Il semble aussi que ce qui fait l’essence d’un être par agrégation n’est qu’une manière d’être de ceux dont-il est composé, par exemple ce qui fait l’essence d’une armée n’est qu’une manière d’être des hommes qui la composent. Cette manière d’être suppose donc une substance, dont l’essence ne soit pas une manière d’être d’une substance. Toute machine aussi suppose quelque substance dans les pièces dont elle est faite, et il n’y a point de multitude sans des véritables unités. Pour trancher court je tiens pour un axiome cette proposition identique qui n’est diversifiée que par l’accent, savoir que ce qui n’est pas véritablement un être n’est pas non plus véritablement un être. On a toujours cru que l’un et l’être sont des choses réciproques. Autre chose est l’être, autre chose est des êtres ; mais le pluriel suppose le singulier, et là où il n’y a pas un être, il y aura encore moins plusieurs êtres. Que peut-on dire de plus clair ? J’ai donc cru qu’il me serait permis de distinguer les êtres d’agrégation des substances ; puisque ces êtres n’ont leur unité que dans notre esprit, qui se fonde sur les rapports ou modes des véritables substances.

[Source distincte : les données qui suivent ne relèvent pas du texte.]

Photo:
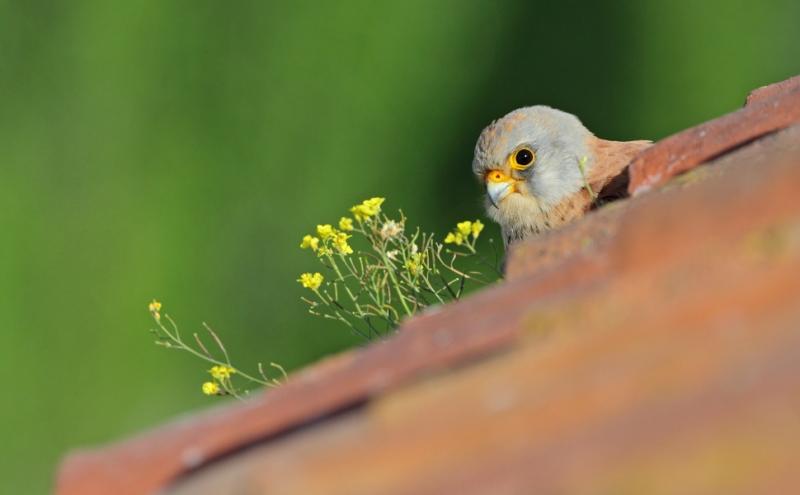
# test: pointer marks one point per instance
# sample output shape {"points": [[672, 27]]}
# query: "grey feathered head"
{"points": [[557, 140]]}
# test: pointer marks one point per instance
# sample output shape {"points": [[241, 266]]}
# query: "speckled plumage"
{"points": [[552, 191]]}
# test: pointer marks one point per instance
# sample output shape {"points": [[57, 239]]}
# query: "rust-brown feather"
{"points": [[611, 159]]}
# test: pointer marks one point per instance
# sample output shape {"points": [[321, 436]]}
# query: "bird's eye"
{"points": [[522, 159]]}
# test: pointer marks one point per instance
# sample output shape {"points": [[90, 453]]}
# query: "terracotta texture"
{"points": [[652, 347], [769, 109]]}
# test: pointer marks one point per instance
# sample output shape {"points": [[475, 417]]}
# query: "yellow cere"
{"points": [[477, 227], [496, 176]]}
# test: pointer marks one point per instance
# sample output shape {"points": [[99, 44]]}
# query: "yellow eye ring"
{"points": [[522, 158]]}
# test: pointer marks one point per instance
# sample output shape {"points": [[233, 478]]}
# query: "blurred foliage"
{"points": [[179, 150]]}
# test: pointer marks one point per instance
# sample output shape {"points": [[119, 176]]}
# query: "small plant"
{"points": [[390, 274], [393, 272], [224, 376]]}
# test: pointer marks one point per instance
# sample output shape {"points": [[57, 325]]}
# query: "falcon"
{"points": [[542, 169]]}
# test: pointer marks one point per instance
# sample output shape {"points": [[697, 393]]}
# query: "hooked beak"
{"points": [[498, 186]]}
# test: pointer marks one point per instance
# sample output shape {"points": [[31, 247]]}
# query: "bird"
{"points": [[542, 168]]}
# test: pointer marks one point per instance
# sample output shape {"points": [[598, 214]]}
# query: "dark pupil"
{"points": [[524, 157]]}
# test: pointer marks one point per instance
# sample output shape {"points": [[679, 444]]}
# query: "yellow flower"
{"points": [[221, 372], [477, 227], [155, 308], [325, 231], [346, 223], [210, 388], [414, 264], [368, 208], [311, 281], [340, 243], [454, 238], [309, 242]]}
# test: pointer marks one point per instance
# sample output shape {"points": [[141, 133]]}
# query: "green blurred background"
{"points": [[179, 150]]}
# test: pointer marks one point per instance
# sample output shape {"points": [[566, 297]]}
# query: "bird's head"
{"points": [[530, 161]]}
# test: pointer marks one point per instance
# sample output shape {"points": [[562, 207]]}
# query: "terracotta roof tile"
{"points": [[769, 109], [650, 347]]}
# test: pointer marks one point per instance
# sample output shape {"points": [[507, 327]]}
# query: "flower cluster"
{"points": [[311, 280], [367, 209], [329, 240], [222, 372], [465, 233], [155, 309], [390, 273]]}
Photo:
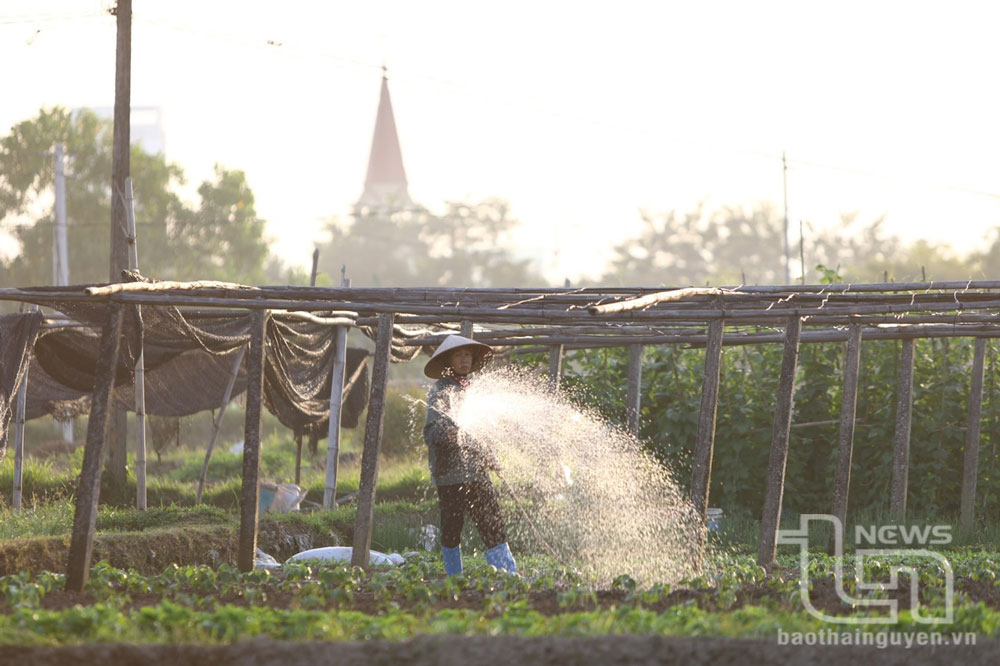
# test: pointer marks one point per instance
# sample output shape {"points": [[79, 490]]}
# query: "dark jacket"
{"points": [[453, 457]]}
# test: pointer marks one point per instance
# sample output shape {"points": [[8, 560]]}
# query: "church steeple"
{"points": [[385, 185]]}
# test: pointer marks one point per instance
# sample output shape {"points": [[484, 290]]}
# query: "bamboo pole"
{"points": [[658, 298], [250, 493], [336, 409], [217, 424], [901, 437], [771, 518], [360, 555], [704, 444], [848, 409], [970, 467], [140, 364], [22, 397], [555, 367], [633, 396], [85, 513]]}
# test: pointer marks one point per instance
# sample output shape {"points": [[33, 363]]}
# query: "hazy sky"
{"points": [[578, 114]]}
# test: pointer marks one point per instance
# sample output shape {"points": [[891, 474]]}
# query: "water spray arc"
{"points": [[584, 491]]}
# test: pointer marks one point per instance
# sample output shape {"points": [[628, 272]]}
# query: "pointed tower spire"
{"points": [[385, 184]]}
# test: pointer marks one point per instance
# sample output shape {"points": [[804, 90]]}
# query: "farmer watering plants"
{"points": [[460, 466]]}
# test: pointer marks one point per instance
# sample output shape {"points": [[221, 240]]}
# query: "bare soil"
{"points": [[499, 650]]}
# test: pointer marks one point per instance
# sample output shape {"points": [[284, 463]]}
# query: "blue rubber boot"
{"points": [[452, 560], [501, 557]]}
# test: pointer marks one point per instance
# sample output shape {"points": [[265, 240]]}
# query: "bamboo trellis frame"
{"points": [[564, 319]]}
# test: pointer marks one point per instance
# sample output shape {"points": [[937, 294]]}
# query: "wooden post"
{"points": [[217, 425], [702, 474], [901, 438], [633, 396], [336, 408], [298, 457], [360, 555], [85, 515], [120, 168], [250, 494], [771, 518], [970, 468], [555, 366], [140, 364], [22, 398], [848, 409], [315, 269]]}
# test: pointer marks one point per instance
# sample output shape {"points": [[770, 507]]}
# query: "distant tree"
{"points": [[697, 249], [464, 246], [732, 246], [221, 239]]}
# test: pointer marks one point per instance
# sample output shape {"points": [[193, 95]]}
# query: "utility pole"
{"points": [[116, 464], [60, 261], [60, 252], [784, 177]]}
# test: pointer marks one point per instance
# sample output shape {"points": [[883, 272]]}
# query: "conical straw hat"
{"points": [[481, 355]]}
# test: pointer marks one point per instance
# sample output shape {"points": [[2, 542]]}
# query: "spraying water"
{"points": [[600, 502]]}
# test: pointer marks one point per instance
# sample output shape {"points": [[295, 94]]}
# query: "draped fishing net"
{"points": [[189, 359]]}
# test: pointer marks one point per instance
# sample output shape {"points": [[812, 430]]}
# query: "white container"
{"points": [[338, 554]]}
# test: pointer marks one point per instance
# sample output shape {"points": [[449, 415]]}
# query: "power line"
{"points": [[544, 106]]}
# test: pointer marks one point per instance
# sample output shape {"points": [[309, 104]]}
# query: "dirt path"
{"points": [[502, 650]]}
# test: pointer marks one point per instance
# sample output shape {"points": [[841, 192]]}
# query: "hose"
{"points": [[531, 523]]}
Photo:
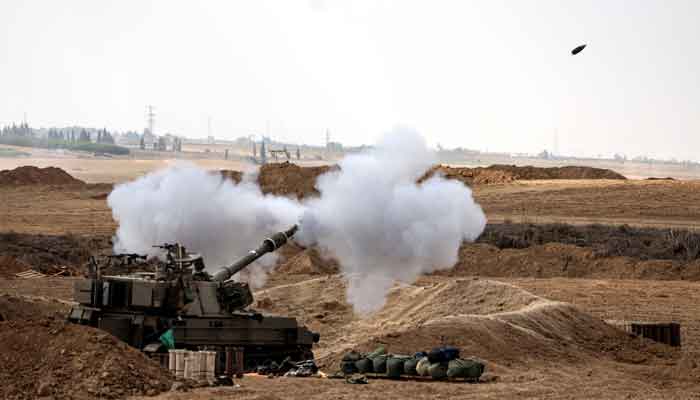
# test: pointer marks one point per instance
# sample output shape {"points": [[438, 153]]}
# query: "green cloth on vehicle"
{"points": [[394, 366], [348, 367], [168, 339], [438, 370], [471, 368], [379, 351], [423, 367], [357, 379], [364, 366], [409, 367], [379, 364]]}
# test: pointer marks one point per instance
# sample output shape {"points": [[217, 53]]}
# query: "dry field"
{"points": [[540, 330]]}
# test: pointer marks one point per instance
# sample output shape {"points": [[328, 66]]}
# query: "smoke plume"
{"points": [[382, 226], [202, 211], [371, 216]]}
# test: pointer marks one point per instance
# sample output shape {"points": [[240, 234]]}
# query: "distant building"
{"points": [[334, 147]]}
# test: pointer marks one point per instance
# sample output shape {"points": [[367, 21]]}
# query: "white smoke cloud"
{"points": [[379, 224], [202, 211], [382, 226]]}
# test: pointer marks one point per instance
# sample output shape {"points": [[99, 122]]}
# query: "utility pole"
{"points": [[209, 127], [151, 119]]}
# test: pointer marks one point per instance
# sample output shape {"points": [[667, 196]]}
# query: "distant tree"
{"points": [[107, 137]]}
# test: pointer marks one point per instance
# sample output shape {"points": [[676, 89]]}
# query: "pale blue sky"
{"points": [[489, 74]]}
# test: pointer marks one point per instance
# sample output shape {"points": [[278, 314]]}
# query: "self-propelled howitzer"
{"points": [[195, 309]]}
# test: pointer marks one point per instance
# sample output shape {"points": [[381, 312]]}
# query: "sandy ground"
{"points": [[542, 348], [79, 210]]}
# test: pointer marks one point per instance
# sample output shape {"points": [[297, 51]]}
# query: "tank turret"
{"points": [[199, 310]]}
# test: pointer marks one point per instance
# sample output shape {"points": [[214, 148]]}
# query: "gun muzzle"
{"points": [[268, 245]]}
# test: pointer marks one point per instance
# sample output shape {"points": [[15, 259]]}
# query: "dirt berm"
{"points": [[289, 179], [43, 356], [511, 329], [30, 175], [48, 253], [285, 179], [500, 173]]}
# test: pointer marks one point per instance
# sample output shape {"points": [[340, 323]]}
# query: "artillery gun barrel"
{"points": [[270, 244]]}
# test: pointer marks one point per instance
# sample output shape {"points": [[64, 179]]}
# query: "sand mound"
{"points": [[16, 308], [30, 175], [51, 358], [498, 322], [48, 253], [564, 260], [290, 179], [10, 265], [285, 179], [498, 174], [306, 261]]}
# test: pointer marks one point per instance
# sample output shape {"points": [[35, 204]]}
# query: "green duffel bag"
{"points": [[409, 367], [470, 368], [364, 366], [438, 370], [423, 366], [348, 367], [379, 351], [394, 366], [352, 356], [379, 364]]}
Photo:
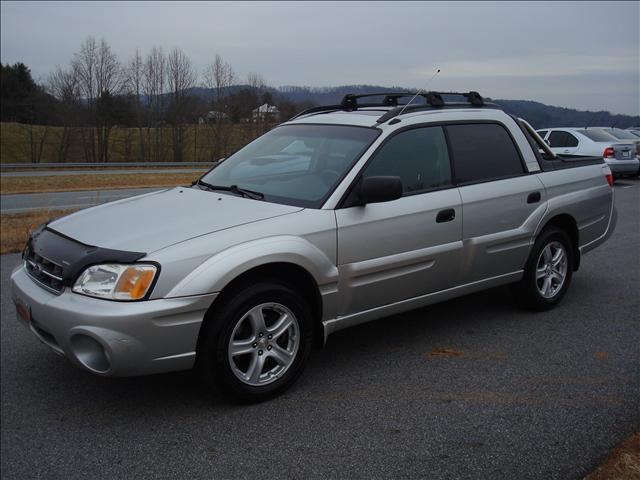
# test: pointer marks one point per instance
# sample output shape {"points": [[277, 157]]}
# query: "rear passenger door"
{"points": [[501, 202], [397, 250], [563, 142]]}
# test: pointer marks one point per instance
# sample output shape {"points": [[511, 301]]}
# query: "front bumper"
{"points": [[623, 167], [113, 338]]}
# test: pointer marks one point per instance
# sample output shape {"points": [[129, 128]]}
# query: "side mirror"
{"points": [[379, 189]]}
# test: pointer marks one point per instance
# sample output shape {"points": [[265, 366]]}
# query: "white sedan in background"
{"points": [[620, 155]]}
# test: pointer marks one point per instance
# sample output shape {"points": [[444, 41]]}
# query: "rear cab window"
{"points": [[596, 135], [560, 139], [418, 156], [483, 152]]}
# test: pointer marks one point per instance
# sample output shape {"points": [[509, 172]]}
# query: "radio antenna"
{"points": [[419, 91]]}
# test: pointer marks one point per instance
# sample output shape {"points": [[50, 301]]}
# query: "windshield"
{"points": [[295, 164]]}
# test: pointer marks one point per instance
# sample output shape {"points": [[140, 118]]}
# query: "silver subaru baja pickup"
{"points": [[342, 215]]}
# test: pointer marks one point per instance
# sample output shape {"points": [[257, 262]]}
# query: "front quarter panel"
{"points": [[219, 270], [208, 263]]}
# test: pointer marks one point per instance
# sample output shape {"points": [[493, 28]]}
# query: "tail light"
{"points": [[609, 175]]}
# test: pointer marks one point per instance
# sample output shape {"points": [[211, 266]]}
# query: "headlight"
{"points": [[116, 282]]}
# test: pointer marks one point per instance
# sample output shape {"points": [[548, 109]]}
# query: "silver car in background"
{"points": [[342, 215], [620, 154]]}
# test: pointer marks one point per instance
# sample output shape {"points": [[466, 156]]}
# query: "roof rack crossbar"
{"points": [[436, 100], [390, 99]]}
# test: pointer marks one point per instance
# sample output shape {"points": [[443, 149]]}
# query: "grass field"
{"points": [[623, 463], [66, 183], [21, 143], [16, 228]]}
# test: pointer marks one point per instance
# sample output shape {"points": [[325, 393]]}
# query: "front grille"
{"points": [[44, 272]]}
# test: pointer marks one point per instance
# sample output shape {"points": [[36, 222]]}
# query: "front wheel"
{"points": [[255, 344], [547, 273]]}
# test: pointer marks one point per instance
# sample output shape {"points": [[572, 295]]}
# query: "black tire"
{"points": [[213, 364], [526, 291]]}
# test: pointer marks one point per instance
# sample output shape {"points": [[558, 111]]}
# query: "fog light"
{"points": [[90, 353]]}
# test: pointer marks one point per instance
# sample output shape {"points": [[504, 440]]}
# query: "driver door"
{"points": [[401, 249]]}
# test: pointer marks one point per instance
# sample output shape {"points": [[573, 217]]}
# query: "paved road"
{"points": [[49, 173], [29, 202], [532, 396]]}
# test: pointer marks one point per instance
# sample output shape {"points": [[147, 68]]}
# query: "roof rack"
{"points": [[433, 100]]}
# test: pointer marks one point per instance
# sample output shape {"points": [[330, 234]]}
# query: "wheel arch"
{"points": [[566, 223]]}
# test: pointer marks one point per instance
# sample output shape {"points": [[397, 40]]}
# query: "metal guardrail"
{"points": [[28, 166]]}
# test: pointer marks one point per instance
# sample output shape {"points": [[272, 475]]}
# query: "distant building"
{"points": [[265, 112], [214, 117]]}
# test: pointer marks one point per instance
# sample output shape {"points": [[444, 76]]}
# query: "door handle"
{"points": [[445, 215], [534, 197]]}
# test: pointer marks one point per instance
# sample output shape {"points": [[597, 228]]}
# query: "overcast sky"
{"points": [[582, 55]]}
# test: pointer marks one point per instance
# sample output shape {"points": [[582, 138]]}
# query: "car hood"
{"points": [[152, 221]]}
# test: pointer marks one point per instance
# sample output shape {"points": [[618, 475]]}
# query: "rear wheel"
{"points": [[255, 344], [548, 271]]}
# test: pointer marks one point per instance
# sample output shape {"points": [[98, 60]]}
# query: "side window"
{"points": [[418, 156], [558, 139], [571, 140], [483, 151]]}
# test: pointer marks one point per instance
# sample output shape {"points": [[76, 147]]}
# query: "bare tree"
{"points": [[135, 77], [219, 77], [153, 87], [64, 85], [180, 78], [259, 123], [100, 77]]}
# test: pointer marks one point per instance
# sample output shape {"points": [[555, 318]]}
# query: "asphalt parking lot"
{"points": [[471, 388]]}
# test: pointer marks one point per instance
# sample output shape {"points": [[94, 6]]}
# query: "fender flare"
{"points": [[223, 267]]}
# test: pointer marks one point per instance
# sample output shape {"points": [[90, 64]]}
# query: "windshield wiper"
{"points": [[243, 192]]}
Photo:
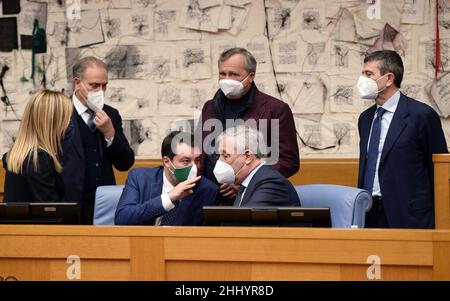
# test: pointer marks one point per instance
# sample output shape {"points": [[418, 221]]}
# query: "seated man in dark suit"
{"points": [[172, 194], [242, 150]]}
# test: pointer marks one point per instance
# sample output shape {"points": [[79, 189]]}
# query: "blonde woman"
{"points": [[33, 164]]}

Si une machine est une substance, un cercle d’hommes qui se prennent par les mains le sera aussi, et puis une armée, et enfin toute une multitude de substances.

Je ne dis pas qu’il n’y a rien de substantiel ou rien que d’apparent dans les choses qui iront pas une véritable unité, car j’accorde qu’ils ont toujours autant de réalité ou de substantialité, qu’il y a de véritable unité dans ce qui entre dans leur composition.

Vous objectez, Monsieur, qu’il pourra être de l’essence du corps de n’avoir pas une vraie unité, mais il sera donc de l’essence du corps d’être un phénomène, dépourvu de toute réalité, comme serait un songe réglé, car les phénomènes mêmes comme l’arc-en-ciel ou comme un tas de pierres seraient tout à fait imaginaires s’ils n’étaient composés d’êtres qui ont une véritable unité.